Who should be bodying the objective revolves around your team composition, but usually that role falls to the tank: be a beefy wall with lots of CC and there’s no way the enemy team can get around you easily to stop your team from taking the objective. Of course, it’s important to know the distinction between bodying and suicide; don’t try to force space if there is none to take!
This idea can also be translated to taking mercenary camps or providing space for your team to set up in a pivotal position. Since the tank’s DPS is usually subpar, it’s usually more useful for them to be standing guard (though not always—it’s important to learn the distinction between when to guard and when to squeeze out that extra DPS for your team!). If the enemy comes, usually a slow or a stun combined with bodyblocks can delay them long enough for your team to finish the camp and secure it without a standoff.
The Use of “Human Warding”
Thus, what enables the wise sovereign and the good general to strike and conquer, and achieve things beyond the reach of ordinary men, is foreknowledge. -Sun Tzu
Vision has been mentioned quite a bit throughout this article. It’s an important part of zone control and creating space because it gives your team advance notice of threats and increases your opportunities. Everything that tanks will do to generate extra vision—facechecking bushes, taking aggressive routes, or bodying for your team—is a form of “human warding”.

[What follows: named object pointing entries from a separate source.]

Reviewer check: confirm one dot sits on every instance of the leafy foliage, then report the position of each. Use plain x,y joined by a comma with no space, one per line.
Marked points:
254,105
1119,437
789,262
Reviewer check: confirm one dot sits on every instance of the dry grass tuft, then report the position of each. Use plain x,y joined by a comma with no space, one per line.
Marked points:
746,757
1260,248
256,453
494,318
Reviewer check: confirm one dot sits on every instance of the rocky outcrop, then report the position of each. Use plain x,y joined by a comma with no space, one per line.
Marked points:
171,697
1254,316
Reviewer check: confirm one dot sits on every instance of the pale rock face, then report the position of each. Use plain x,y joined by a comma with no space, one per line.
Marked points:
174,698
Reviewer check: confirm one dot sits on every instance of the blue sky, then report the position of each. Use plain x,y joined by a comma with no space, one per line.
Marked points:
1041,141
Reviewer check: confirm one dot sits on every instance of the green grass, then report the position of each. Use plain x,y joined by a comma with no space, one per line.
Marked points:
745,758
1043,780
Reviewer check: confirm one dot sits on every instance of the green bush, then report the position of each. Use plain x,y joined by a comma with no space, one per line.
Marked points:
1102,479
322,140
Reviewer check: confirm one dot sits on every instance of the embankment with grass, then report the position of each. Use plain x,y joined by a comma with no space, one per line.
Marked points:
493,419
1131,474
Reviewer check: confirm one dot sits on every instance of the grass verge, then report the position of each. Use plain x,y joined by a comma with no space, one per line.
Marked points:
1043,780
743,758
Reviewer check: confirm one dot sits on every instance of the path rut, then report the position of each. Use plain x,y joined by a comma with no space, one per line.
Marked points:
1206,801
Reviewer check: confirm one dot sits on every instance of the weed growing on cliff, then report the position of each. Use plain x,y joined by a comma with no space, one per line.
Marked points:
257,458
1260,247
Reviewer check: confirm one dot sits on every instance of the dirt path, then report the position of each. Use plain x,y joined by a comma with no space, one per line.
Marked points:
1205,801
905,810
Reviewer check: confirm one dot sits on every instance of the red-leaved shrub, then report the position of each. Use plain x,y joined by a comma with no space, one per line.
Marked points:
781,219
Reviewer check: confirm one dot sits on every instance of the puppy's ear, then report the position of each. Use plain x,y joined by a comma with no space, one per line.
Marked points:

Unlike other MOBAs, Heroes of the Storm does not have wards to gain vision. Instead, all vision has be gained through Hero abilities (like Tyrande’s Sentinel) or human warding (or watchtowers). That said, Vision is very important and it can only be gathered in a handful of ways.
The unsung role of tank players is vision. It’s important to do as much “human warding” as possible, particularly as a tank player, because it gives your team a lot more information to work with. If you’re spending a large majority of your time as Muradin clearing waves in lane, you’re not doing your job properly. Look for ways to scoop up vision, do a cut-in, or zone for your allies. Be cognitive of your role during an objective; do you need to stick back and peel for your teammates or position yourself forward to block incoming damage?
He who knows these things, and in fighting puts his knowledge into practice, will win his battles. He who knows them not, nor practices them, will surely be defeated. -Sun Tzu
Now that you have knowledge of these ideas, put them into practice. Like I mentioned at the beginning of the article, there is no simple way to explain these concepts. You can’t learn how to control the map and your enemy’s position in five minutes. Learning how to react to your opponent and properly maintain zones of influence without putting yourself in danger takes lot of re-iteration and practice before you can get a “feel” for it. When you play, actively think about “bodying” or “human warding”, when it would be good, when it would be bad, etc.
Sun Tzu said it perfectly many years ago: think and practice, and you will find victory.